Über die Strabag könnte auch das österreichische Unternehmen „Andritz
AG“ in gewissem Maße involviert sein. Bis etwa 2005 waren die türkische
„Ata Inşaat“ und die US-amerikanische „Stone & Webster“ bei Konaktepe
I+II beteiligt; jetzt möglicherweise nicht mehr. Bis Dezember 2009 ist
kein offizieller Antrag auf eine Exportkreditversicherung an die österreichische
Regierung bzw. die österreichische Exportkreditagentur ÖKB gestellt
worden.6 Zum Konaktepe-I+II-Projekt schweigt die Regierung
am meisten.
Die auf dem Peri-Fluss gebaute Tatar-Talsperre wird vom türkischen Unternehmen
„Darenhes Limak Elazığ Bilgin İnşaat“ gebaut. Ob für das Wasserkraftwerk
auch ausländische Unternehmen beauftragt worden sind, ist unklar.
Soziale
Auswirkungen
Die geplanten und umgesetzten Talsperrenprojekte würden in Dersim zahlreiche
Dörfer überfluten, deren Zahl vorsichtig geschätzt einige Dutzend betragen
dürfte. Die Zahl der umzusiedelnden Menschen liegt wahrscheinlich bei
einigen Tausend. Sie mag angesichts der zwanzig Projekte relativ gering
erscheinen, doch wenn die indirekt Betroffenen hinzugezählt werden,
wird es sich etwa um die Hälfte der Provinzbevölkerung handeln, die
sich zu über 90 % alevitisch-kurdisch zusammensetzt, was in der Türkei
einmalig ist.
Um die sozialen Auswirkungen der Talsperrenprojekte zu verstehen, muss
sich vor Augen gehalten werden, dass seit den 60er Jahren wegen weitverbreiteter
Armut und wirtschaftlicher Benachteiligung durch den Staat Menschen
aus den Dörfern ständig in die Großstädte auswandern. Vor allem ist
zu berücksichtigen, dass Anfang/Mitte der 90er Jahre die türkische Armee
die BewohnerInnen aus rund der Hälfte der ländlichen Siedlungen in Dersim
zwangsweise vertrieben hat, um die erstarkte kurdische Guerilla der
PKK zu bekämpfen. Auch wurden systematisch viele Waldflächen niedergebrannt
und den NomadInnen die Weideflächen auf den hohen Bergen verboten. Durch
diesen Staatsterror und die Flucht von Zehntausenden in die Großstädte
reduzierte sich die Bevölkerungszahl der Provinz von etwa 150 000 um
fast die Hälfte. Ab 2000 nahm die Zahl der BewohnerInnen zwar wieder
leicht zu – sie liegt heute bei 90 000 –, doch ist fast niemand der
Vertriebenen in die Dörfer zurückgekehrt. Seit dieser Zerstörungswelle
liegt die Wirtschaft der Provinz darnieder, da sich die land- und viehwirtschaftliche
Produktion auf dem Land nie spürbar erholen konnte.

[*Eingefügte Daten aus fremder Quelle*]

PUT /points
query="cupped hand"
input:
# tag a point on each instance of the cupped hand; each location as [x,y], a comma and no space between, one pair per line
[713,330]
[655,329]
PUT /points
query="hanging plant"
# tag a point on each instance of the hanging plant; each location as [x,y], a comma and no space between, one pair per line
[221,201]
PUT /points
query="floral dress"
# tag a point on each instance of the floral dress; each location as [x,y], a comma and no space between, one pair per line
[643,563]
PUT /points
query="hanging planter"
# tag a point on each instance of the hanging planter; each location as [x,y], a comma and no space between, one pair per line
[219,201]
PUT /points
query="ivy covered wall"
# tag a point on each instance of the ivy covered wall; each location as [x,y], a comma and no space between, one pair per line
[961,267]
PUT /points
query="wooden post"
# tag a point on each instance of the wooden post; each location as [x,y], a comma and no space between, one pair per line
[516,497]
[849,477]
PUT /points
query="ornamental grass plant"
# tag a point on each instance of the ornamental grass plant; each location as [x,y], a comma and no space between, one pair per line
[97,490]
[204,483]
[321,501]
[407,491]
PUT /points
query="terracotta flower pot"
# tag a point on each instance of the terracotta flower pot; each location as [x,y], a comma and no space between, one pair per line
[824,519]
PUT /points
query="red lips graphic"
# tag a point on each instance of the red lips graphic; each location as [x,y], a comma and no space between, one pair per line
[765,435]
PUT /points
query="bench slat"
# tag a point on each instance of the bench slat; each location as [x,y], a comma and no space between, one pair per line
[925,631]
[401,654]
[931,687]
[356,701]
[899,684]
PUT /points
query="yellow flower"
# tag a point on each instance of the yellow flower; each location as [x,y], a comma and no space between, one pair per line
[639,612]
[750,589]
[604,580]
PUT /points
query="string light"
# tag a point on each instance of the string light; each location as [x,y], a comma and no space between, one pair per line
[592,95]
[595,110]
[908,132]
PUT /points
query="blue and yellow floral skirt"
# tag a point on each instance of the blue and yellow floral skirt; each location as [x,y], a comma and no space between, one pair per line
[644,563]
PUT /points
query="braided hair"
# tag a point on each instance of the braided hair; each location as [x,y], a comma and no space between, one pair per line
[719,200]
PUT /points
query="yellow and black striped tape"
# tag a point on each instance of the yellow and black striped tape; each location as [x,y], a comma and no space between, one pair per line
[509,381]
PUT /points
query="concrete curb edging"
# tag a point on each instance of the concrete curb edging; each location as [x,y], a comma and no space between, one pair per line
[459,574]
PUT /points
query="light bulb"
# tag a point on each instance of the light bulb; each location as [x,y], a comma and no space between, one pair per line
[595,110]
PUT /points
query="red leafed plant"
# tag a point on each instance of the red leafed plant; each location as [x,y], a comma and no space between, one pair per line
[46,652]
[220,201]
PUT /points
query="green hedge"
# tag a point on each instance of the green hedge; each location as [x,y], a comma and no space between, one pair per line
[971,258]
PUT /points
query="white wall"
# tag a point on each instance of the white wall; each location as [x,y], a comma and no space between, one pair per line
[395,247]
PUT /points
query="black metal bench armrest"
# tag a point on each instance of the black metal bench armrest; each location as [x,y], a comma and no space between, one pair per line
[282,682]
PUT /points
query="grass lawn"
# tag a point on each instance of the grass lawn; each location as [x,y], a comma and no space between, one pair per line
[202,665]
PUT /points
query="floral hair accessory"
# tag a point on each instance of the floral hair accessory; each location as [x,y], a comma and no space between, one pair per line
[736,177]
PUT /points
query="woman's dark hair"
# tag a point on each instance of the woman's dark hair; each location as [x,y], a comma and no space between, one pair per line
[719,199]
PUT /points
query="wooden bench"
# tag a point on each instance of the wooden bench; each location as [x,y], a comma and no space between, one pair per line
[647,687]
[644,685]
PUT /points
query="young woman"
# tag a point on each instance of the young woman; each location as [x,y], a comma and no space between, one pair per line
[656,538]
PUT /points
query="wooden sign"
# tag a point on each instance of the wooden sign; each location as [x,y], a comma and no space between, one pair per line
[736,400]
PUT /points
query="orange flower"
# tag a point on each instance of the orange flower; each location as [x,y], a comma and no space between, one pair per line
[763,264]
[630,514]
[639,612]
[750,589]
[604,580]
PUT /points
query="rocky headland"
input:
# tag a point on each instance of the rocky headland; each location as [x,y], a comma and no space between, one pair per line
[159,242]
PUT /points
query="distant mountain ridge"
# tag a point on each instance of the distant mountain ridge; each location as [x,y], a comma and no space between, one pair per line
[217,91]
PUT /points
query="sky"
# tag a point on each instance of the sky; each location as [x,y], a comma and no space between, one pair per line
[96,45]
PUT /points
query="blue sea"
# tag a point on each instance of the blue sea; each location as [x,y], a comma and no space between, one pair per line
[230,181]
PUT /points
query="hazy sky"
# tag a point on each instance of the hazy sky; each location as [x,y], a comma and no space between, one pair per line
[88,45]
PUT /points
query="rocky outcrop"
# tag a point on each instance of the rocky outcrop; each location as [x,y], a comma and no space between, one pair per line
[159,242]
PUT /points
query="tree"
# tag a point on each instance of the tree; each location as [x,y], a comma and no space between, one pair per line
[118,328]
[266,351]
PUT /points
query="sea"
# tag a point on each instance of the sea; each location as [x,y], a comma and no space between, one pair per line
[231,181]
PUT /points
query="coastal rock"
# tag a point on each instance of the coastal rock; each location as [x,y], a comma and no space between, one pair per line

Wenn die jetzt geplanten Talsperren realisiert werden, würde dies verhindern,
dass die meisten Vertriebenen aus den 90er Jahren zurückkehren könnten,
und zwar nicht nur in die überfluteten, sondern auch in die in der Nähe
bzw. oberhalb der Stauseen liegenden Dörfer. Bei einer politischen Lösung
der kurdischen Frage, einer ernsthaften Entschädigung der Vertriebenen
und einer gezielten wirtschaftlichen Förderung der Region könnte eine
Entwicklung für die Rückkehr in die Dörfer gefördert werden. Doch ist
die jetzige Politik weit davon entfernt. Somit tragen die Talsperren
zur Entvölkerung breiter Landstriche bei. Dies bedeutet also, dass die
Verstädterung und somit die seit den 30er Jahren durchgeführte Assimilation
der Menschen weiter befördert wird. Der Kirmancki-Dialekt (Zazaki) wird
ohnehin wenig gesprochen, nun wird er in Dersim noch weiter aus dem
Leben gedrängt.
Das vor Kurzem fertiggestellte
Uzunçayır-Projekt hat von allen Talsperrenprojekten in Dersim die negativsten
sozialen und ökologischen Auswirkungen. Durch die Flutung von Gebäuden
und landwirtschaftlichen Flächen in sechs Dörfern mussten mehrere Hundert
Menschen umziehen. In den Jahren zuvor verließen angesichts der bevorstehenden
Flutung insbesondere junge Menschen die Dörfer in Richtung der Städte.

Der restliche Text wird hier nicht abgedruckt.